Why do we keep building homes at risk from rising water levels?

20,000 coastal homes have been built in at-risk areas in the past decade

Why do we keep building homes at risk from rising water levels?

There are more than 800,000 existing homes in the US that are at risk from rising sea levels if the current greenhouse gas emissions are not reduced.

But a report from Climate Central and Zillow shows that 20,000 have been built in the past decade are in flood risk zones and are at risk from chronic coastal flooding by 2050.

The total value of homes at risk of a 10year flood is $451 billion by 2050, rising to $1.75 trillion by 2100.

"This research suggests that the impact of climate change on the lives and pocketbooks of homeowners is closer than you think. For home buyers over the next few years, the impact of climate change will be felt within the span of their 30-year mortgage," said Skylar Olsen, Zillow's director of economic research and outreach. "Without intervention, hundreds of thousands of coastal homes will experience regular flooding and the damage will cost billions. Given that a home is most people's largest and longest-living asset, it takes only one major flood to wipe out a chunk of that long-growing equity.  Rebuilding is expensive, so it's doubly tragic that we continue to build brand new units in areas likely to flood."

Florida at risk

The research shows that Florida would have the most homes in the zone at risk from sea-level rise and 10-year floods by 2100 (1.58 million), followed by New Jersey (282,354), Virginia (167,090), Louisiana (157,050) and California (143,217) — assuming levees and other infrastructure defenses hold, and emissions continue unchecked.

Meanwhile, 24 cities including New York, Tampa and Virginia Beach have built at least 100 homes in that risk zone since 2009.
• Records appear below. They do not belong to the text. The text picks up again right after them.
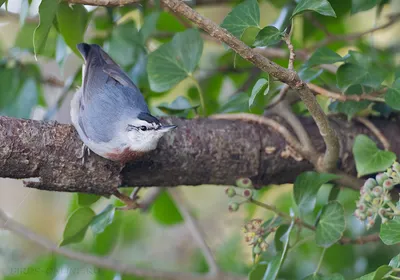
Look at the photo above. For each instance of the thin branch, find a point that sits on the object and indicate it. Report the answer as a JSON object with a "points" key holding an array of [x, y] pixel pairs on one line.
{"points": [[283, 110], [283, 131], [195, 230], [375, 131], [328, 162], [342, 97], [351, 37], [107, 263]]}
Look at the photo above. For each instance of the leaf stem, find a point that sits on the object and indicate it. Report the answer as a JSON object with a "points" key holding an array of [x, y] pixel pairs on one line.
{"points": [[201, 94], [320, 262]]}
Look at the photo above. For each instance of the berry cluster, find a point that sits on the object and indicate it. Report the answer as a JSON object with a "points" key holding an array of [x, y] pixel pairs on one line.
{"points": [[243, 189], [375, 200], [255, 235]]}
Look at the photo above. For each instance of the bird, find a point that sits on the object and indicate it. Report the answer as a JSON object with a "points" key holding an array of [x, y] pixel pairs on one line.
{"points": [[110, 113]]}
"Thanks to Zillow's data, Climate Central's sea level rise analysis provides an economic view of coastal flood risks that homeowners may face – not generations into the future, but within the time frame of a typical home loan," said Dr. Benjamin Strauss, CEO and chief scientist of Climate Central. "In many states, building on land projected by 2050 to face chronic flood risks has outpaced development in safer places. Failure to control climate pollution will lead to faster-rising seas and bigger coastal risk zones but building a cleaner-running economy can still reduce these consequences."